In SG 2B, the licensee detected 124 tubes (169 indications) having mechanical wear indications that were between 20 percent and 39 percent through wall. The licensee detected 200 tubes (236 indications) having indications that were equal to or greater than 40 percent through wall.
This group included 15 axial indications at the hot leg tubesheet expansion (1 located within a ding), 8 circumferential indications at the hot leg tubesheet expansion, 172 axial indications at the various egg-crate supports, and 5 volumetric indications. The volumetric indications included 1 at the hot leg tubesheet expansion, 1 at an egg-crate support and 3 volumetric wear indications due to foreign object damage at the cold leg tubesheet expansion. The licensee did not find any foreign object during foreign object search and retrieval effort. The 200 tubes having indications greater than 40 percent through wall were all plugged. In addition, the licensee preventively plugged a total of 32 tubes. The preventively plugged tubes included 18 tubes that had dents or dings greater than 10 volts between the hot leg tubesheet expansion and number 1 egg-crate tube support, 7 geometric anomalies at the hot leg tubesheet expansion, 2 geometric anomalies in U-bends, 1 wear due to a foreign object in the cold leg side, three at the support locations (2 diagonal and 1 egg-crate) for wear progression, and 1 due to a restricted U-bend location that did not permit rotating probe inspection.

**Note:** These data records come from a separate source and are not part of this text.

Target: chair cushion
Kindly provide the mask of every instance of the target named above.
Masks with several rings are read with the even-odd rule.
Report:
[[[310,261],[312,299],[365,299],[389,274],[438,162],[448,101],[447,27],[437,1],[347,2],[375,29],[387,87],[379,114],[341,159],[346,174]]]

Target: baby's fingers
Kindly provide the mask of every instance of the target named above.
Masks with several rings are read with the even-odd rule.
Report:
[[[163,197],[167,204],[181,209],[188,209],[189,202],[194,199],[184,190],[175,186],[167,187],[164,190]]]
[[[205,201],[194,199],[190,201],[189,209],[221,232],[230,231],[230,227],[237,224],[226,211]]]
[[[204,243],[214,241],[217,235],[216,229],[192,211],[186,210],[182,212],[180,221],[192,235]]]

The licensee stated that only mechanical wear degradation was sized for through wall depth using qualified sizing techniques. The licensee did not detect any wear indications in excess of 40 percent through wall. The licensee stated that depth-sizing techniques for other degradation mechanisms have not been validated for the St. Lucie plant. Therefore, the licensee used a plug-on-detection approach to disposition degradation other than mechanical wear. In the May 23, 2002, phone call summary, the staff discussed detailed information on the indications detected that was provided by the licensee.
Based on its review of the information provided by the licensee, the staff concludes that no additional follow-up is required at this time. However, the staff recommends the following improvements for the future special reports to facilitate the staff review:
1.
The licensee should identify the scope of the inspections and the number (and/or percentage) of tubes inspected by each of the eddy current probes, including inspection expansion, to aid the staff in understanding the full extent of the inspections. This information was summarized in the NRCs letter dated May 23, 2002, as discussed above.
2.
The licensee should provide a summary of the types of imperfections being detected and left in service in addition to the individual tube listing.